Hello,
I am trying to implement this paper, and the idea is, let’s say you have a 33x33 image and you take a 3x3 kernel, and your windows do not overlap (stride 3). So it creates 11 * 11=121 number of 3x3 windows for each of the 3 channels. For each window, we find all the possible rotations around the center, calculate the Local Binary Pattern value, and switch the window with rotation, resulting in minimum LBP. So, I have batch size 128, and I have created the matrix for sliding window that has dimension 128x121x3x3x3, and min_lpb function that finds the correct rotation. I need to apply this function to all 128 * 121 * 3 windows and replace each with its correct rotation form.
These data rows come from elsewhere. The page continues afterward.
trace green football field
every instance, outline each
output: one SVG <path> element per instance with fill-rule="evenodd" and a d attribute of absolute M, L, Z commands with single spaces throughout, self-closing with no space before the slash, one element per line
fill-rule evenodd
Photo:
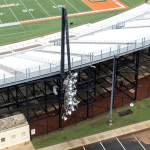
<path fill-rule="evenodd" d="M 0 23 L 59 16 L 62 5 L 69 14 L 91 11 L 82 0 L 0 0 Z"/>
<path fill-rule="evenodd" d="M 129 9 L 145 0 L 121 0 Z M 82 0 L 0 0 L 0 45 L 27 40 L 60 31 L 61 21 L 45 21 L 27 25 L 13 25 L 15 22 L 61 15 L 61 6 L 66 5 L 69 14 L 92 11 Z M 116 10 L 69 18 L 74 26 L 93 23 L 125 10 Z M 3 27 L 9 23 L 11 26 Z M 11 24 L 10 24 L 11 23 Z"/>

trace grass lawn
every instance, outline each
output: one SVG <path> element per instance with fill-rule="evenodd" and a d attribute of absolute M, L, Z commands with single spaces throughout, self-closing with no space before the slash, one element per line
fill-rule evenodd
<path fill-rule="evenodd" d="M 121 0 L 126 4 L 129 9 L 132 9 L 136 6 L 139 6 L 145 3 L 145 0 Z M 111 16 L 122 13 L 125 10 L 116 10 L 112 12 L 102 12 L 98 14 L 72 17 L 69 18 L 69 22 L 73 22 L 69 28 L 100 21 Z M 14 43 L 22 40 L 32 39 L 39 36 L 48 35 L 60 31 L 61 21 L 47 21 L 42 23 L 33 23 L 28 25 L 16 25 L 10 27 L 1 27 L 0 28 L 0 45 L 6 45 L 9 43 Z"/>
<path fill-rule="evenodd" d="M 118 112 L 131 109 L 133 114 L 120 117 Z M 125 106 L 113 111 L 113 125 L 108 126 L 108 113 L 89 119 L 76 125 L 66 127 L 62 131 L 54 131 L 48 135 L 33 138 L 32 143 L 36 149 L 47 147 L 49 145 L 85 137 L 88 135 L 112 130 L 115 128 L 131 125 L 134 123 L 146 121 L 150 119 L 150 98 L 136 102 L 134 107 Z"/>

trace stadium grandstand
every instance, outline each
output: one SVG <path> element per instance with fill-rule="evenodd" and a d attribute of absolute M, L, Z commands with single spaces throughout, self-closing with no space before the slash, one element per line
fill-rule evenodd
<path fill-rule="evenodd" d="M 107 112 L 113 60 L 114 109 L 150 96 L 149 4 L 72 28 L 69 34 L 71 72 L 78 74 L 78 111 L 64 121 L 64 103 L 54 91 L 61 80 L 61 33 L 1 46 L 0 132 L 13 120 L 10 128 L 23 124 L 30 129 L 21 133 L 28 134 L 24 139 L 29 140 Z M 65 51 L 65 78 L 67 75 Z M 4 118 L 8 118 L 6 124 Z M 15 120 L 19 121 L 15 124 Z"/>

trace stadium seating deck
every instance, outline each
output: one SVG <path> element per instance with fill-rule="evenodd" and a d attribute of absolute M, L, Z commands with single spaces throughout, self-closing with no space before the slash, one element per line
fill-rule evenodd
<path fill-rule="evenodd" d="M 76 36 L 70 39 L 72 67 L 91 65 L 92 62 L 111 59 L 114 54 L 124 55 L 149 47 L 149 13 L 150 5 L 143 4 L 98 23 L 71 29 L 71 33 Z M 55 34 L 54 39 L 58 37 L 60 38 L 60 33 L 57 38 Z M 60 71 L 60 41 L 49 43 L 50 39 L 52 40 L 52 35 L 31 40 L 32 44 L 45 41 L 46 44 L 19 52 L 7 46 L 6 51 L 9 49 L 11 53 L 0 56 L 0 86 L 57 74 Z M 32 45 L 29 41 L 28 43 Z"/>

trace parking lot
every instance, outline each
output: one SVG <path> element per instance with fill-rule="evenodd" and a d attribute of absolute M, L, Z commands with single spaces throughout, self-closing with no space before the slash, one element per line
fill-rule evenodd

But I do not know how I can vectorize the function to run parallel for all the windows on the GPU. I tried the vmap but couldn’t get the mapping over the last two dimensions.
Here is my custom layer:
class RRL(nn.Module):
def __init__(self, kernel_size=3, padding=(0, 0)):
super(RRL, self).__init__()
self.FH = self.FW = self.stride = kernel_size
self.padding = padding
def forward(self, x):
# x -> (batch_size, channels, height, width)
# OH, OW - feature map height and width
# FH, FW - kernel height and width
batch_size, ch, H, W = x.shape
OH = H // self.FH
OW = W // self.FW
# pad the input
x = F.pad(x, pad=self.padding)
# create sliding windows
x = x.unfold(2, self.FH, self.stride).unfold(3, self.FW, self.stride) # x -> (batch_size, channels, OH, OW, FH, FW)
x = x.contiguous().view(batch_size, ch, -1, self.FH, self.FW) # x -> (batch_size, channels, OH*OW, FH, FW)
x = x.permute(0, 2, 1, 3, 4) # x -> (batch_size, OH*OW, channels, FH, FW)
# calculate minimum LPB state for all the windows
#x = vmap(min_lpb, in_dims=(-2, -1), out_dims=(-2, -1))(x) # x -> (batch_size, OH*OW, channels, FH, FW)
num_cores = multiprocessing.cpu_count()
x = Parallel(n_jobs=num_cores, backend="threading")(delayed(min_lpb)(x[b, o, c, :, :]) for b in range(batch_size) for o in range(OH*OW) for c in range(ch))
x = torch.stack(x).view(batch_size, OH*OW, ch, self.FH, self.FW)
# reshape matrix into original format
x = x.permute(0, 2, 1, 3, 4) # x -> (batch_size, channels, OH*OW, FH, FW)
x = x.view(batch_size, ch, OH, OW, self.FH, self.FW) # x -> (batch_size, channels, OH, OW, FH, FW)
x = x.permute(0, 1, 2, 4, 3, 5) # x -> (batch_size, channels, OH, FH, OW, FW)
x = x.contiguous().view(batch_size, ch, H, W) # x -> (batch_size, channels, OH*FH, OW*FW)
return x
For vmap, I have tried vmap(min_lpb, in_dims=(-2, -1), out_dims=(-2, -1)(x)
but in_dims gives an error, it should be nested structure not a tuple, same as input tensor that has structure TreeSpec. I have tried giving the integer to in_dims, I gave -3, thinking it can keep the last 2 dimensions and apply for each channel. I also tried x=x.unsqueeze(3), and specified in_dims=3 so that it can map over all the other dimensions, and take the last 2 dimensions for each case. But none works, and I am not familiar with any other vectorization in Pytorch or have an idea what else I can use. I adapted multiprocessing from this discussion, but it is so slow. P.S I have used an unfolding idea from the discussion named How to implement a convolutional layer. (I can only put two links, sorry)